Hackers may create malicious solidity programs and deploy it in the Ethereum block chain. These malicious smart contracts try to attack legitimate programs by exploiting its vulnerabilities such as reentrancy, tx.origin attack, bad randomness, deligatecall and so on. This may lead to drain of the funds, denial of service and so on . Hence, it is necessary to identify and prevent the malicious smart contract before deploying it into the blockchain. In this paper, we propose an ML based malicious smart contract detection mechanism by analyzing the EVM opcodes. After balancing the opcode frequency dataset with SMOTE algorithm, we transformed opcode frequencies to the binary values (0,1) using an entropy based supervised binning method. Then, an explainable AI model is trained with the proposed binary opcode based features. From the implementations, we found that the proposed mechanism can detect 99% of malicious smart contracts with a false positive rate of only 0.01. Finally, we incorporated LIME algorithm in our classifier to justify its predictions. We found that, LIME algorithm can explain why a particular smart contract app is declared as malicious by our ML classifier based on the binary value of EVM opcodes.

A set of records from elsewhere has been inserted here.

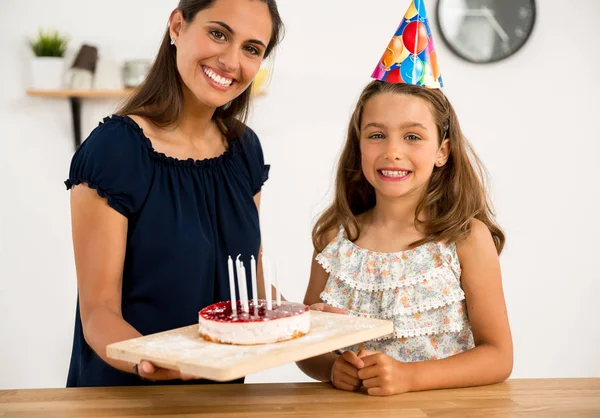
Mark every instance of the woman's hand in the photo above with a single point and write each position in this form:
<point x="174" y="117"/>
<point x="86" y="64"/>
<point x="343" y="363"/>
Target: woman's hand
<point x="149" y="371"/>
<point x="344" y="373"/>
<point x="381" y="375"/>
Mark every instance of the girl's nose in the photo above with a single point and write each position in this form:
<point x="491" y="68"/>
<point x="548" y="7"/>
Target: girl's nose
<point x="394" y="151"/>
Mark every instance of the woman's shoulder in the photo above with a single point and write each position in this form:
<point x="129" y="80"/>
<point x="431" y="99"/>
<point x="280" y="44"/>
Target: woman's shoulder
<point x="116" y="135"/>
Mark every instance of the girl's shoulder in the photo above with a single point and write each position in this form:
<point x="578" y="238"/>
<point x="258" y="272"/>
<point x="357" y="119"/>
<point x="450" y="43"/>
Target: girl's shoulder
<point x="479" y="237"/>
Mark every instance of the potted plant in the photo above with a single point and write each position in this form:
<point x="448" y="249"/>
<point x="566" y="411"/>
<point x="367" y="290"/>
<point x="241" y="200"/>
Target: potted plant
<point x="47" y="66"/>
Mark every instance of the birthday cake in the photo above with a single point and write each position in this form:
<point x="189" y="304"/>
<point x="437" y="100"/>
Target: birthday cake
<point x="259" y="325"/>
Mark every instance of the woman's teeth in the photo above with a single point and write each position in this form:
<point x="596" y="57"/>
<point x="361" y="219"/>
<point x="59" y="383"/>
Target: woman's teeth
<point x="222" y="81"/>
<point x="390" y="173"/>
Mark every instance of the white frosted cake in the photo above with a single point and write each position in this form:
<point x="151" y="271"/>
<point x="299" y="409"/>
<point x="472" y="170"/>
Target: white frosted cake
<point x="259" y="326"/>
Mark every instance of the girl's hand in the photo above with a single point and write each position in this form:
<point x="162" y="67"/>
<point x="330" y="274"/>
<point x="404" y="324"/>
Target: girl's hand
<point x="344" y="373"/>
<point x="149" y="371"/>
<point x="382" y="375"/>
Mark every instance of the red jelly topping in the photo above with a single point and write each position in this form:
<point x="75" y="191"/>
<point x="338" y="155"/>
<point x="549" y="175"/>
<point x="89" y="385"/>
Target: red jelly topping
<point x="221" y="312"/>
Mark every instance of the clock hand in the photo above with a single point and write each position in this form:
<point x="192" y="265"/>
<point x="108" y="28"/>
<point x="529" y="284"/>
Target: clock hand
<point x="495" y="25"/>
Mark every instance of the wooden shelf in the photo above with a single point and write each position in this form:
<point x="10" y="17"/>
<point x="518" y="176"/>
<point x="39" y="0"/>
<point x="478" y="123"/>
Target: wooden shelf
<point x="81" y="94"/>
<point x="75" y="97"/>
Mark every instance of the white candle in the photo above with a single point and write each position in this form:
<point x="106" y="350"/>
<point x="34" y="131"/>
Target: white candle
<point x="254" y="285"/>
<point x="241" y="283"/>
<point x="244" y="289"/>
<point x="232" y="286"/>
<point x="276" y="282"/>
<point x="267" y="280"/>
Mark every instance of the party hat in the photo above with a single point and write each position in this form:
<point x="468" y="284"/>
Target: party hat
<point x="411" y="56"/>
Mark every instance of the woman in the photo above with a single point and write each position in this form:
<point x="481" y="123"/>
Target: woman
<point x="165" y="190"/>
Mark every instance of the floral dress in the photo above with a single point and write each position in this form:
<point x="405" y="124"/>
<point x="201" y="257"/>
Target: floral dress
<point x="418" y="289"/>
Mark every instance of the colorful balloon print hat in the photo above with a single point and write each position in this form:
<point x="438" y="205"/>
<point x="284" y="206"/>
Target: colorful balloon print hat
<point x="411" y="57"/>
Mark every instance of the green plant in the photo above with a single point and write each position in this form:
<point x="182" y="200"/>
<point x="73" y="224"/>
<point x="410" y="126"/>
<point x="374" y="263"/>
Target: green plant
<point x="49" y="44"/>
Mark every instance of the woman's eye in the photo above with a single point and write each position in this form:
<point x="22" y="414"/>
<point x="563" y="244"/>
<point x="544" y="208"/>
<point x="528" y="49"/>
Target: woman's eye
<point x="252" y="50"/>
<point x="217" y="34"/>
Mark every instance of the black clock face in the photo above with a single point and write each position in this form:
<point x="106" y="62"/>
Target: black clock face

翻译：黑客可能创建恶意的Solidity程序并将其部署在以太坊区块链上。这些恶意智能合约试图通过利用重入攻击、tx.origin攻击、不良随机性、delegatecall调用等漏洞来攻击合法程序，可能导致资金流失、拒绝服务等问题。因此，在将智能合约部署到区块链之前，有必要识别并预防恶意智能合约。本文提出一种基于机器学习的恶意智能合约检测机制，通过分析EVM操作码实现。在使用SMOTE算法平衡操作码频率数据集后，我们采用基于熵的监督分箱方法将操作码频率转换为二进制值（0,1）。随后，利用所提出的二进制操作码特征训练了一个可解释的人工智能模型。实验结果表明，该机制能以仅0.01的误报率检测99%的恶意智能合约。最后，我们在分类器中集成LIME算法以验证预测结果的合理性。研究发现，LIME算法能够根据EVM操作码的二进制值，解释为何特定智能合约应用被我们的机器学习分类器判定为恶意。